On Friday, June 30, the Supreme Court blocked President Joe Biden’s student loan forgiveness plan, which attempted to relieve $20,000 for millions of borrowers. Loan repayments will resume October 1, 2023, with interest resuming September 1, 2023.
According to the Employee Benefit Research Institute, around 17% of the workforce has student loans, with the average borrower owing $20,000-$40,000. Data from the Consumer Financial Protection Bureau suggests that one in five borrowers will struggle to repay these loans.
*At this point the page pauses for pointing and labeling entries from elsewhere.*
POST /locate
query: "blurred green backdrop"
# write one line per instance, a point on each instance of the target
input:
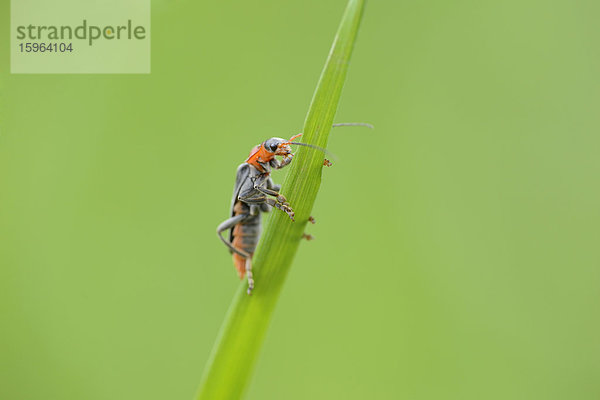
(457, 245)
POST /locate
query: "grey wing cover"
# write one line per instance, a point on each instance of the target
(241, 175)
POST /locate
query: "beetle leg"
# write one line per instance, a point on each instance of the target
(249, 275)
(285, 207)
(229, 224)
(261, 184)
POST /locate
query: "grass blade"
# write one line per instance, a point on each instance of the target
(230, 365)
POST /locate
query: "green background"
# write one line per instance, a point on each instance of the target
(457, 245)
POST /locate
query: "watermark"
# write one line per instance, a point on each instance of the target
(80, 36)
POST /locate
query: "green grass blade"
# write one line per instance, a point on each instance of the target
(234, 355)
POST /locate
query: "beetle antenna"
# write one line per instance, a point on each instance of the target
(354, 124)
(312, 146)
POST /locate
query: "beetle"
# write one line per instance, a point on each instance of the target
(255, 192)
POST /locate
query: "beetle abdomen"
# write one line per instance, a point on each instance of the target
(245, 236)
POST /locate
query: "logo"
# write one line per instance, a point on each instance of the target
(80, 36)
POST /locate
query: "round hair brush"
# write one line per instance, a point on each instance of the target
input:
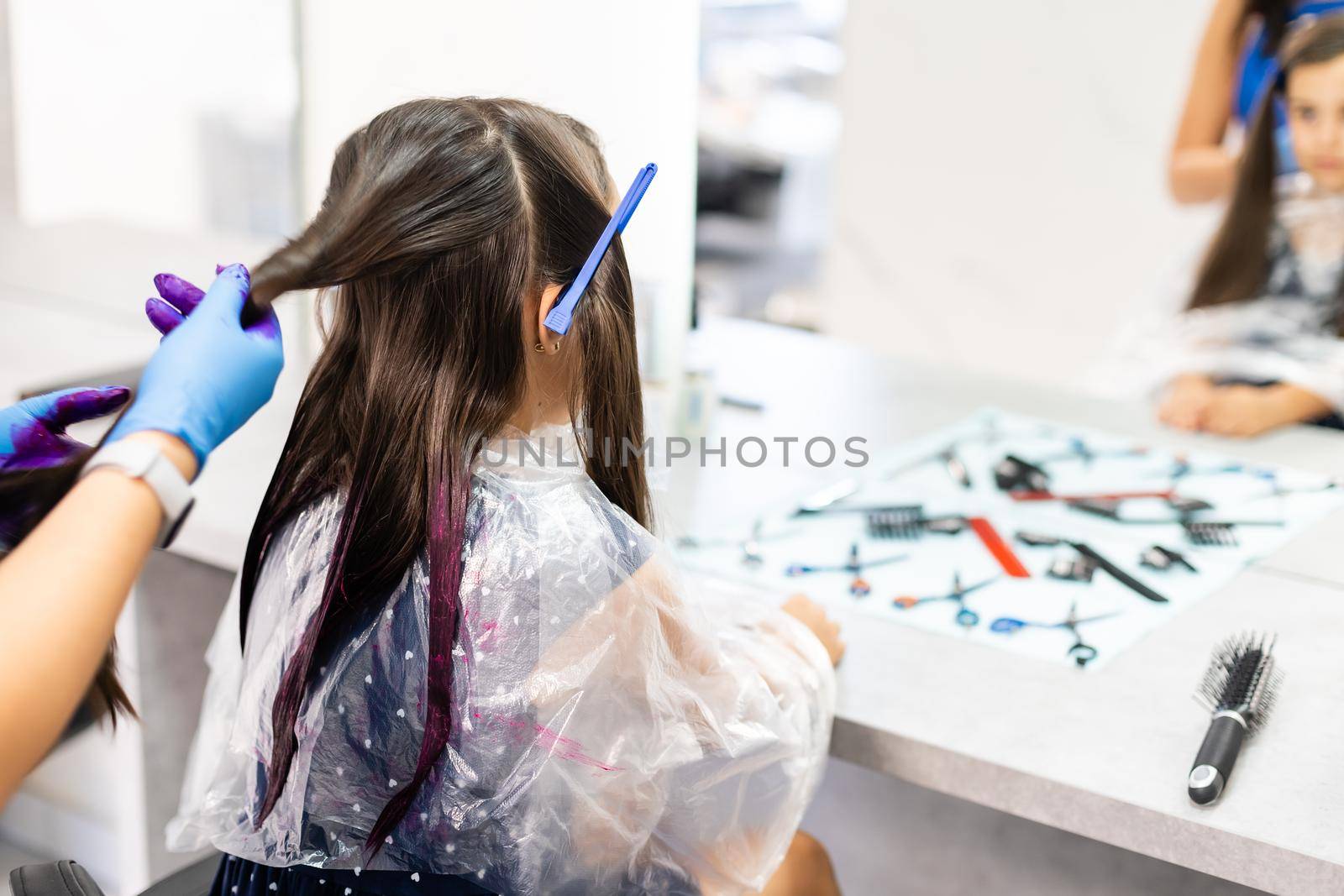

Now, employers have an opportunity to set themselves apart from others and offer unique support to their employees. Only 17% of employers offer a student loan repayment program, and the need for such a benefit has exponentially increased after the repayment pause and the financial hardship of the COVID-19 pandemic. A study at Avangrid discovered that 50% of employees would stay with their company longer if a student loan benefit was offered.
Types of student loan repayment assistance
Each organization has its own needs, and fortunately, there are a few ways employers can offer repayment assistance.
- Employers can allow employees who do not use all their allotted PTO to trade it in for money rather than carrying the time over into the next year. The cash out can be applied toward their student loans.
- Employers can set up a student loan repayment program that allows employees to contribute money toward their debt. Additionally, employers can choose to match the contributions.
- For a quicker, upfront strategy, employers can offer a signing bonus, in which a lump sum payment is offered to employees upon being hired.
While the blockage of the student loan forgiveness plan is a loss for many borrowers, it presents employers with the opportunity to differentiate themselves and offer their employees additional financial support.